CK Tile Example Suite
This directory contains a comprehensive suite of examples demonstrating the CK Tile programming model for high-performance GPU kernels. Each example illustrates a key deep learning or HPC operation, implemented using tile-based parallelism, modular pipelines, and data movement policy.
What is CK Tile?
CK Tile is a composable GPU programming API that expresses kernels as a composition of "tiles"—rectangular blocks of computation and data movement.

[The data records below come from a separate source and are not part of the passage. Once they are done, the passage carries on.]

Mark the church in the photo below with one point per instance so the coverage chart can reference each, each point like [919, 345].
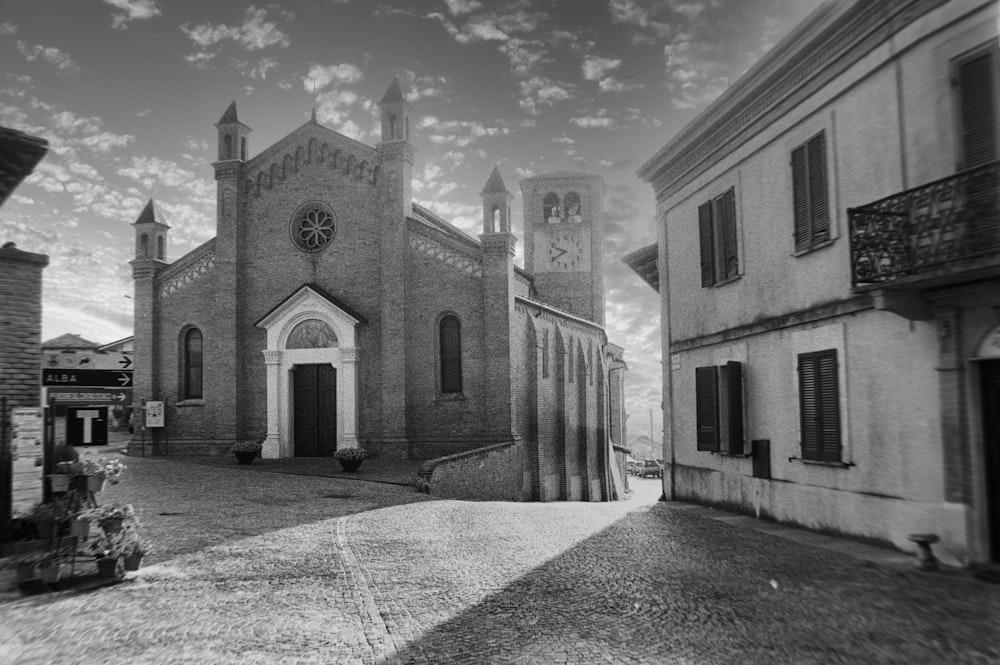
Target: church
[331, 311]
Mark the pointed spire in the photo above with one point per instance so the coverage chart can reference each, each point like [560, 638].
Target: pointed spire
[151, 214]
[495, 183]
[229, 115]
[394, 93]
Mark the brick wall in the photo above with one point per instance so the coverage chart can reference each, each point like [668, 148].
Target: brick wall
[492, 473]
[21, 326]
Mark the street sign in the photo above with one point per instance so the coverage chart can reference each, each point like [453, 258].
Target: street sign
[154, 414]
[75, 378]
[91, 396]
[88, 360]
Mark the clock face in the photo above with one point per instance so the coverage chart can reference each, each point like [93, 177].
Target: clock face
[566, 250]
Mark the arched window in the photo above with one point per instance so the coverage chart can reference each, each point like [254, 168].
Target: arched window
[573, 212]
[451, 354]
[551, 212]
[191, 373]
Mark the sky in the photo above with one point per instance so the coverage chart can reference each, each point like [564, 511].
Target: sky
[127, 93]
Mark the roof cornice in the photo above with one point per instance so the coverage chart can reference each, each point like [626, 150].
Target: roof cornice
[822, 47]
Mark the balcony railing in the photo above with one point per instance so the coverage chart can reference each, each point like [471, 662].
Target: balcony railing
[935, 225]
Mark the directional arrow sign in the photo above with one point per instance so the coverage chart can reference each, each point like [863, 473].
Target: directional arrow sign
[87, 360]
[91, 395]
[75, 378]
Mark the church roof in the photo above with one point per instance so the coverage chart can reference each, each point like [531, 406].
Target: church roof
[230, 114]
[560, 174]
[495, 183]
[394, 93]
[151, 214]
[19, 154]
[69, 341]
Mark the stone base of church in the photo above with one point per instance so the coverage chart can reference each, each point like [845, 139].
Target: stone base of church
[149, 447]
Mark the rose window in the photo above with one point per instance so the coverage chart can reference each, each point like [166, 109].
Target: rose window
[313, 227]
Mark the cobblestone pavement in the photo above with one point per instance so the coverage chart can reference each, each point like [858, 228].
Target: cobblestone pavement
[257, 567]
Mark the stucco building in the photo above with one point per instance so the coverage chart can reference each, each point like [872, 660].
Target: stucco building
[332, 311]
[829, 269]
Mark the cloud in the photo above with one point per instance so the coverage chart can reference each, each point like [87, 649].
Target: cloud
[595, 67]
[263, 67]
[254, 34]
[132, 10]
[459, 7]
[319, 76]
[421, 87]
[457, 133]
[540, 91]
[50, 54]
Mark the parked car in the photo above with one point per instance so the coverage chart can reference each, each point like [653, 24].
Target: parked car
[649, 468]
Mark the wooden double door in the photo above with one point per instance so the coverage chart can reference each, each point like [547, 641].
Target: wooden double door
[314, 409]
[991, 450]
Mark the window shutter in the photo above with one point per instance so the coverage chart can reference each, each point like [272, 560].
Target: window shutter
[819, 219]
[829, 407]
[707, 242]
[707, 407]
[451, 355]
[808, 409]
[977, 98]
[800, 197]
[734, 403]
[731, 260]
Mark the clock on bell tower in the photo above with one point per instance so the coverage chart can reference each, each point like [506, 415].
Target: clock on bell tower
[563, 229]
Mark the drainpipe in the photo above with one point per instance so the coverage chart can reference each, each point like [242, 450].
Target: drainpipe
[669, 493]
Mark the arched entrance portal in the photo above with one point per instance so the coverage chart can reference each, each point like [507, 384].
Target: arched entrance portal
[311, 377]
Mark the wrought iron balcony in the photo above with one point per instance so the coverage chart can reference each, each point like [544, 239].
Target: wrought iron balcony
[934, 231]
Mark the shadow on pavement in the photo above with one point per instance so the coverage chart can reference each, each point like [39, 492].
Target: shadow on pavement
[659, 587]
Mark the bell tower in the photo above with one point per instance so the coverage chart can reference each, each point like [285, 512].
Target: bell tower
[563, 233]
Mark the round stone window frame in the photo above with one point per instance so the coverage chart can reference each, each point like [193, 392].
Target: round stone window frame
[309, 225]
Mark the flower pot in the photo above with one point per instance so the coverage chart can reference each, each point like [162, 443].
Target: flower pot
[26, 572]
[245, 457]
[107, 567]
[79, 528]
[50, 574]
[59, 482]
[112, 524]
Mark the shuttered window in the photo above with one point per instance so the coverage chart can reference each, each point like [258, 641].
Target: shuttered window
[707, 407]
[717, 236]
[809, 193]
[819, 406]
[193, 364]
[977, 98]
[451, 354]
[719, 408]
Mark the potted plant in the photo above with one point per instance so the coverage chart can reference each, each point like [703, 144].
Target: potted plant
[350, 458]
[105, 555]
[47, 517]
[132, 547]
[246, 451]
[111, 517]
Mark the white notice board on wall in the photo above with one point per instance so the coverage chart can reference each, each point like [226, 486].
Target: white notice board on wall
[154, 414]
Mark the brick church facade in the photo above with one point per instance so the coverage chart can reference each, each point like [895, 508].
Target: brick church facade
[330, 311]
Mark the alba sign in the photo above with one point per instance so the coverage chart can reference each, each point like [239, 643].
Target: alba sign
[91, 378]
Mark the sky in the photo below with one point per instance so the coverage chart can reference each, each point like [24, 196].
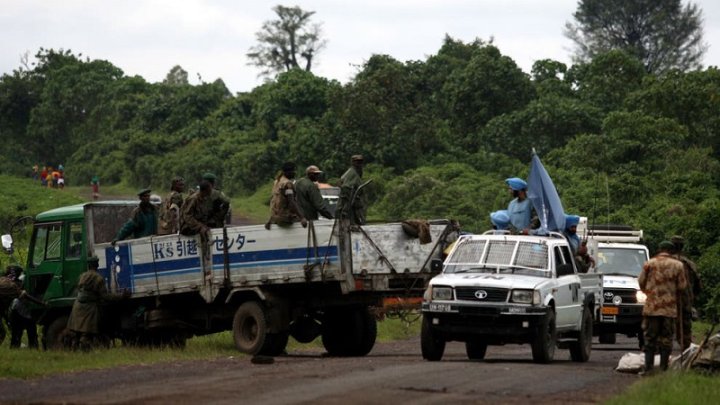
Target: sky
[209, 39]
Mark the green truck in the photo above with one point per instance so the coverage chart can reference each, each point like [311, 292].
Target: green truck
[264, 285]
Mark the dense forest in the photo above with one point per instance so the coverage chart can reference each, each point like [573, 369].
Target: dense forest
[439, 135]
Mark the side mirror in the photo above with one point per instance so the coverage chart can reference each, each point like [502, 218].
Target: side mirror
[565, 269]
[7, 243]
[436, 265]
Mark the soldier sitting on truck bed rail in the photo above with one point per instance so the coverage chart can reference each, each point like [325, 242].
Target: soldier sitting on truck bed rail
[143, 220]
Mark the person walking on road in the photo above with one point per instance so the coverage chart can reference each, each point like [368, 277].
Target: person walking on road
[687, 298]
[662, 280]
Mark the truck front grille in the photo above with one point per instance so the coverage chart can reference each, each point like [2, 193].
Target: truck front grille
[628, 296]
[482, 294]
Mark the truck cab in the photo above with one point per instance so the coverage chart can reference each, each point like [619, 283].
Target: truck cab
[498, 288]
[619, 256]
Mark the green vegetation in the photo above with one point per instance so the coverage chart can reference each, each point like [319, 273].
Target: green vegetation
[26, 363]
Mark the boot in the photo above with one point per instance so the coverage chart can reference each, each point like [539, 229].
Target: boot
[649, 362]
[664, 358]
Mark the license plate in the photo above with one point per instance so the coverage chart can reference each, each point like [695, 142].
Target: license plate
[610, 310]
[439, 307]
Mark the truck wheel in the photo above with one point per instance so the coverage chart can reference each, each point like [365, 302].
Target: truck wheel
[580, 350]
[54, 333]
[607, 338]
[250, 330]
[432, 345]
[544, 341]
[475, 349]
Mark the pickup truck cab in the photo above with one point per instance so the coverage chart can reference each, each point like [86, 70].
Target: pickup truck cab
[496, 289]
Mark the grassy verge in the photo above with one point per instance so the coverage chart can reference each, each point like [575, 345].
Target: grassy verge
[674, 387]
[26, 363]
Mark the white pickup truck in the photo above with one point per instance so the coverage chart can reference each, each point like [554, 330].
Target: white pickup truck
[500, 288]
[619, 257]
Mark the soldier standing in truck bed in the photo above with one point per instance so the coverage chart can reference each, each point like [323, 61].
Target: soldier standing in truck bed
[349, 207]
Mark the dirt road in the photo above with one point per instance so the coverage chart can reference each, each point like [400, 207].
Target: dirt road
[393, 372]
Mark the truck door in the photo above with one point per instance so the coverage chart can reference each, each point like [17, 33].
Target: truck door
[45, 262]
[567, 301]
[74, 249]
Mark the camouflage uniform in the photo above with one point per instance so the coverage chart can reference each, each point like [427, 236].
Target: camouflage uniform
[196, 213]
[143, 222]
[219, 206]
[84, 319]
[310, 200]
[280, 208]
[661, 279]
[350, 181]
[170, 213]
[684, 327]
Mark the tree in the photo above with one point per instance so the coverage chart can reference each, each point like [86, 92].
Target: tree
[177, 76]
[282, 42]
[663, 34]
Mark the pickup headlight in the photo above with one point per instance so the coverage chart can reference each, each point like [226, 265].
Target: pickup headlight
[641, 297]
[441, 293]
[525, 297]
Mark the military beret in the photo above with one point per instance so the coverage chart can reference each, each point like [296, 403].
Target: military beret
[571, 220]
[94, 262]
[288, 167]
[516, 183]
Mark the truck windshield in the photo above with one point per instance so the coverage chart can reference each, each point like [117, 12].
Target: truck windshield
[621, 261]
[498, 256]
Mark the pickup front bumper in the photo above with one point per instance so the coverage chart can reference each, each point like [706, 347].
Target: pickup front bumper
[497, 324]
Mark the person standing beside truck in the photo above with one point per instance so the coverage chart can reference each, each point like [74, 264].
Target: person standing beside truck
[284, 209]
[143, 220]
[309, 199]
[351, 204]
[84, 321]
[169, 222]
[687, 298]
[662, 279]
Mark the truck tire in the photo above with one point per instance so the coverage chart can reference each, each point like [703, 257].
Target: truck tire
[54, 333]
[545, 339]
[607, 338]
[432, 345]
[580, 350]
[476, 349]
[250, 331]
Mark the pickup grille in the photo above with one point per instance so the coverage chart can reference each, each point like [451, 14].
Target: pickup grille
[492, 294]
[628, 296]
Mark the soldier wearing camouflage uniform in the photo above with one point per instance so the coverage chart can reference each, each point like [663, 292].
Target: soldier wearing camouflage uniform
[283, 204]
[350, 181]
[684, 327]
[197, 212]
[219, 204]
[662, 279]
[84, 321]
[169, 222]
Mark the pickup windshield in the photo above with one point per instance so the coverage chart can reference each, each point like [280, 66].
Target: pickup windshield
[499, 256]
[621, 261]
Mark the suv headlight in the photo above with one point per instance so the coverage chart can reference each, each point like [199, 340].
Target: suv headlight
[525, 297]
[640, 296]
[441, 293]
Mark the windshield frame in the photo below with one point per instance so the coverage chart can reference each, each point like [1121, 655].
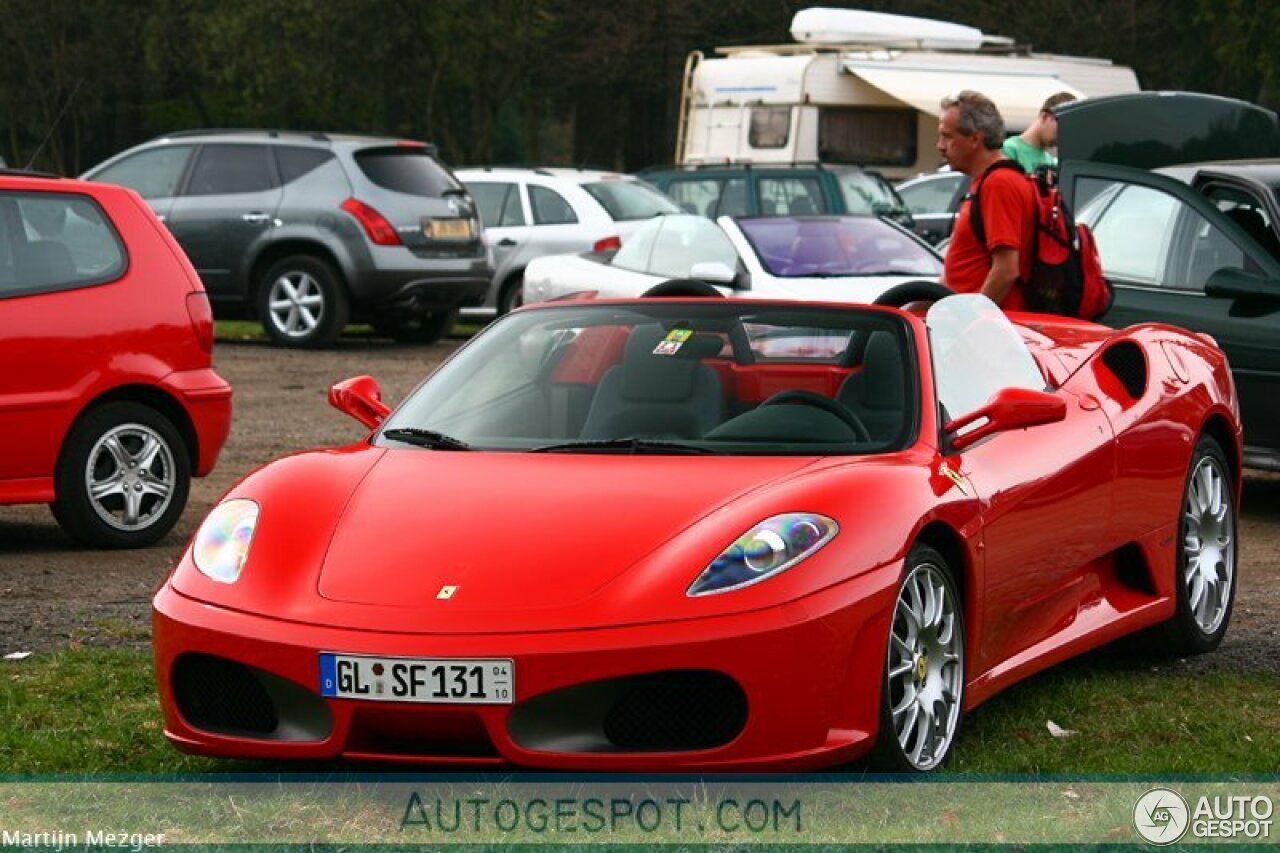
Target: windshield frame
[421, 410]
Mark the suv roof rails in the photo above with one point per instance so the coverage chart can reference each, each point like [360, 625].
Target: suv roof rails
[28, 173]
[227, 131]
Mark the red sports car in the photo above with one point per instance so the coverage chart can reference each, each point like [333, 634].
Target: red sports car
[109, 402]
[709, 534]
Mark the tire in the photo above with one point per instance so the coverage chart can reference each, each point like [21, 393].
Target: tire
[108, 495]
[512, 295]
[426, 327]
[1205, 579]
[302, 302]
[920, 716]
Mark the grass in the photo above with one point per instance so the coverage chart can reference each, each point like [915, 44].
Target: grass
[95, 711]
[252, 331]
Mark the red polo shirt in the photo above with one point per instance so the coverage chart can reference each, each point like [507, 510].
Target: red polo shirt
[1009, 218]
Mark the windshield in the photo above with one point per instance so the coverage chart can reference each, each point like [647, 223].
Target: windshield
[629, 200]
[977, 351]
[672, 377]
[832, 246]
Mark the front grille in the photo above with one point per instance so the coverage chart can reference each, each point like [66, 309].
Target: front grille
[216, 694]
[677, 710]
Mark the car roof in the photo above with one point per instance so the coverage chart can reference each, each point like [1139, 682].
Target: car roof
[574, 176]
[1266, 172]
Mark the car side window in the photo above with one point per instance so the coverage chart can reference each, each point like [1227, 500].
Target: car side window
[1134, 229]
[499, 204]
[152, 173]
[931, 195]
[227, 169]
[296, 160]
[54, 242]
[790, 196]
[549, 208]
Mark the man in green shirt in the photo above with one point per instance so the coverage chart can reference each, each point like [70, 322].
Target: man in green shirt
[1031, 147]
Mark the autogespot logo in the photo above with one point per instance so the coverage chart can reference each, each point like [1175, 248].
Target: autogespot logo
[1161, 816]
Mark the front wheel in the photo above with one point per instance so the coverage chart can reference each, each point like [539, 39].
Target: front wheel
[922, 694]
[302, 302]
[123, 477]
[1206, 557]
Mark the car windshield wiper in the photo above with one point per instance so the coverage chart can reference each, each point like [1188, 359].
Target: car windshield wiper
[425, 438]
[627, 445]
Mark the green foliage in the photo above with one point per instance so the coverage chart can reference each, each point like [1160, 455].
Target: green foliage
[498, 80]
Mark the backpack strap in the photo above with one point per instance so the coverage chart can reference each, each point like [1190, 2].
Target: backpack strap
[976, 200]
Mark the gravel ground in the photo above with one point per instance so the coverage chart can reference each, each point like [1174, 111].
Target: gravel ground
[53, 593]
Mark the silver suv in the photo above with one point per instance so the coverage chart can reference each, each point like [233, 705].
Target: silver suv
[309, 231]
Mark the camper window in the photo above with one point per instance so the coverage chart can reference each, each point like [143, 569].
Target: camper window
[869, 136]
[771, 126]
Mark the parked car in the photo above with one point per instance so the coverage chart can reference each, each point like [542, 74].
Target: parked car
[529, 213]
[309, 231]
[778, 190]
[728, 536]
[792, 258]
[933, 200]
[108, 398]
[1188, 243]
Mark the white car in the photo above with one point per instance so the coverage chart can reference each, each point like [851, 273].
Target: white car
[529, 213]
[842, 259]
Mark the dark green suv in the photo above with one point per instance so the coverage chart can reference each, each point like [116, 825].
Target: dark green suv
[778, 190]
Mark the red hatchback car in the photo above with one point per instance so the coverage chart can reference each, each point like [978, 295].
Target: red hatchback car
[108, 396]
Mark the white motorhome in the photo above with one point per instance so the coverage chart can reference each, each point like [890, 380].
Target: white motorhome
[864, 87]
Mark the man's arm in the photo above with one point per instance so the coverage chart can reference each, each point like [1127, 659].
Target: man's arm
[1002, 276]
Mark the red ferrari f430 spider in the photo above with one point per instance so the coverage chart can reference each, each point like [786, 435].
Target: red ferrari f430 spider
[709, 534]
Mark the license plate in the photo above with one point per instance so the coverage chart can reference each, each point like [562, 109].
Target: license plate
[417, 679]
[447, 228]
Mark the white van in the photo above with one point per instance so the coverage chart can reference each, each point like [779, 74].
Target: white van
[864, 87]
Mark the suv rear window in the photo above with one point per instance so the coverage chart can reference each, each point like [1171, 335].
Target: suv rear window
[630, 200]
[406, 169]
[51, 241]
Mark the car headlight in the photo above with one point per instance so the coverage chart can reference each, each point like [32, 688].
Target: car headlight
[223, 539]
[769, 547]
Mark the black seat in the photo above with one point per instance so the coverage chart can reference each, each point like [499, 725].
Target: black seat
[658, 396]
[876, 393]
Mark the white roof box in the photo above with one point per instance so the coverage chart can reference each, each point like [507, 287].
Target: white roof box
[823, 26]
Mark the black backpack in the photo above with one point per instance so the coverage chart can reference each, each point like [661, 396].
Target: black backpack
[1066, 272]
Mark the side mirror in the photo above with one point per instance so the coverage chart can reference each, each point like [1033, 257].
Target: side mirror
[1008, 409]
[361, 398]
[1237, 284]
[714, 273]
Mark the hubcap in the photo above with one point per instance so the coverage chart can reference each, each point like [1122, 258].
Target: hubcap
[926, 667]
[129, 477]
[1208, 548]
[296, 304]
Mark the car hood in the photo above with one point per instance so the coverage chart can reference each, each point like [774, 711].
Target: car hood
[519, 530]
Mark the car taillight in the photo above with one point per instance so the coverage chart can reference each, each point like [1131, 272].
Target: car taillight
[373, 222]
[201, 319]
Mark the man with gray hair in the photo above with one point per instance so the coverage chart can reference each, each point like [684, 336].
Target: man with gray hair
[970, 132]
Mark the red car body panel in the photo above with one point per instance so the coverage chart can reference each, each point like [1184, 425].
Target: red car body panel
[129, 338]
[1064, 536]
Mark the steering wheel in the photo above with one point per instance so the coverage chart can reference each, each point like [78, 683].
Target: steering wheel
[909, 292]
[826, 404]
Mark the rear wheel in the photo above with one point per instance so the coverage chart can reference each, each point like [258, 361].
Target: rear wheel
[1206, 557]
[123, 477]
[302, 302]
[922, 694]
[426, 327]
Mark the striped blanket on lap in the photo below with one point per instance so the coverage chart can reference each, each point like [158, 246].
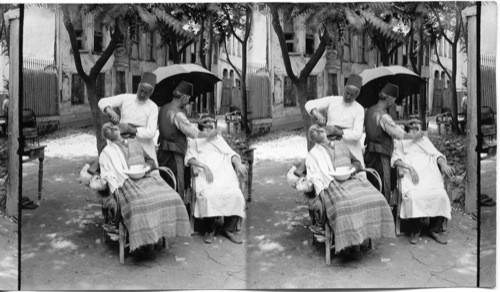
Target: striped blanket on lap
[356, 211]
[151, 209]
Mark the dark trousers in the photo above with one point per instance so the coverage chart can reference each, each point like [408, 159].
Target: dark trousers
[435, 224]
[175, 161]
[230, 223]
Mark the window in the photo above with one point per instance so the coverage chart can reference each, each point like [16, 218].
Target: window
[136, 79]
[289, 33]
[120, 85]
[309, 44]
[77, 90]
[97, 37]
[289, 99]
[426, 56]
[78, 27]
[347, 46]
[215, 57]
[312, 88]
[134, 38]
[332, 88]
[405, 55]
[150, 46]
[100, 89]
[362, 48]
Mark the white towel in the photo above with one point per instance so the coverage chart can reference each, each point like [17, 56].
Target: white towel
[113, 163]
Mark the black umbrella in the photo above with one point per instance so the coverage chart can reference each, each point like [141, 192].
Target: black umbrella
[375, 79]
[169, 77]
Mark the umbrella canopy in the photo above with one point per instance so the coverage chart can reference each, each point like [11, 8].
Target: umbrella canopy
[374, 79]
[170, 76]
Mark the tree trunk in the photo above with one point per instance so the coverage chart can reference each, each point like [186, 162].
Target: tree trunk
[244, 108]
[211, 95]
[96, 115]
[454, 107]
[301, 92]
[422, 101]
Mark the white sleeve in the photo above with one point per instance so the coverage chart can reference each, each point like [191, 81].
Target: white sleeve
[112, 101]
[149, 131]
[356, 132]
[319, 104]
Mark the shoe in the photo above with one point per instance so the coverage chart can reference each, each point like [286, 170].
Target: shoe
[439, 237]
[413, 238]
[209, 237]
[232, 237]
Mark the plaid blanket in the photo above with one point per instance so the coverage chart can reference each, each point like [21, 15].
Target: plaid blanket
[356, 211]
[151, 209]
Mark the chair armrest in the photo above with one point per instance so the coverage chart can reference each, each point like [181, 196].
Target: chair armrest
[195, 171]
[169, 172]
[376, 175]
[400, 172]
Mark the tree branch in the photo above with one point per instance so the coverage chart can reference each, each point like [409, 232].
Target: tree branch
[315, 57]
[229, 60]
[441, 28]
[281, 38]
[74, 45]
[231, 27]
[113, 44]
[441, 64]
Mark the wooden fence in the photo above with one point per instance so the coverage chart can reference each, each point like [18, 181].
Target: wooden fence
[258, 95]
[488, 81]
[40, 87]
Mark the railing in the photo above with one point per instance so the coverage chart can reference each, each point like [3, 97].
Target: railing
[488, 81]
[40, 87]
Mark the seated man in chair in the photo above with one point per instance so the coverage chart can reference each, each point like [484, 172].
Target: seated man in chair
[150, 208]
[217, 187]
[423, 193]
[355, 210]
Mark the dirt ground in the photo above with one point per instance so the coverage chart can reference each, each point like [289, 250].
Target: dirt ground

The pipeline & policy orchestrates data movement (global <-> LDS <-> registers), computation, and synchronization, enabling high efficiency and flexibility.
Example Index
| Example | Operation | Description |
|---|---|---|
| 01_fmha | Fused Multi-Head Attention | Tile-based FMHA with masking, quantization, and epilogue fusion |
| 02_layernorm2d | LayerNorm2D | Blockwise layer normalization with fusion and quantization |
| 03_gemm | GEMM | Matrix multiplication with tilewise parallelism |
| 04_img2col | im2col | Image-to-column transformation for GEMM-based convolution |
| 05_reduce | Reduction | Tilewise sum, max, mean reductions |
| 06_permute | Permute | Generic tensor permutation (up to rank-8) |
| 09_topk_softmax | TopK-Softmax | Rowwise softmax and top-k selection for MoE gating |
| 10_rmsnorm2d | RMSNorm2D | Root mean square normalization for LLMs |
| 11_add_rmsnorm2d_rdquant | Add + RMSNorm2D + RDQuant | Fused add, RMSNorm, and rowwise dynamic quantization |
| 12_smoothquant | SmoothQuant | Per-channel scaling and quantization for int8 inference |
| 13_moe_sorting | MoE Sorting | Token-to-expert rearrangement for MoE dispatch |
| 14_moe_smoothquant | MoE-SmoothQuant | Expert-dependent quantization fused with top-k selection |
| 15_fused_moe | Fused MoE | End-to-end fused MoE block: sorting, group-GEMM, activation, weighting |
| 16_batched_gemm | Batched GEMM | Parallel computation of multiple GEMMs |
| 17_grouped_gemm | Grouped GEMM | Multiple independent GEMMs with different shapes |
| 18_flatmm | FLATMM | Flattened matrix multiplication for packed layouts |
| 19_gemm_multi_d | Multi-D GEMM | GEMM with multiple side inputs (bias, residual, etc.) |
| 35_batched_transpose | Batched Transpose | NCHW <-> NHWC and other layout conversions |
| 36_copy | Copy | Minimal example for tile-based memory movement |
| 37_transpose | Block Transpose | High-performance tiled transpose for large tensors |
Technical Highlights
- Tile Distribution: See
include/ck_tile/tile_program/tile_distribution/for mapping tiles to thread blocks. - Block Tile Pipelines: See
include/ck_tile/tile_program/block_tile_pipeline/for memory/computation pipelines. - Policies and Utilities: Many examples use custom policies for tile/block size and memory access.
How to Build & Run
mkdir build && cd build
sh ../script/cmake-ck-dev.sh ../ <arch>
make -j
Each example produces its own executable in build/bin/.
Learning and Extending
- Start Simple: Try 03_gemm or 36_copy to learn tile basics.
- Explore Fusion: See 11_add_rmsnorm2d_rdquant, 15_fused_moe, or 14_moe_smoothquant for advanced fusion.
- Experiment: Modify tile sizes, layouts, or pipelines to explore performance and flexibility.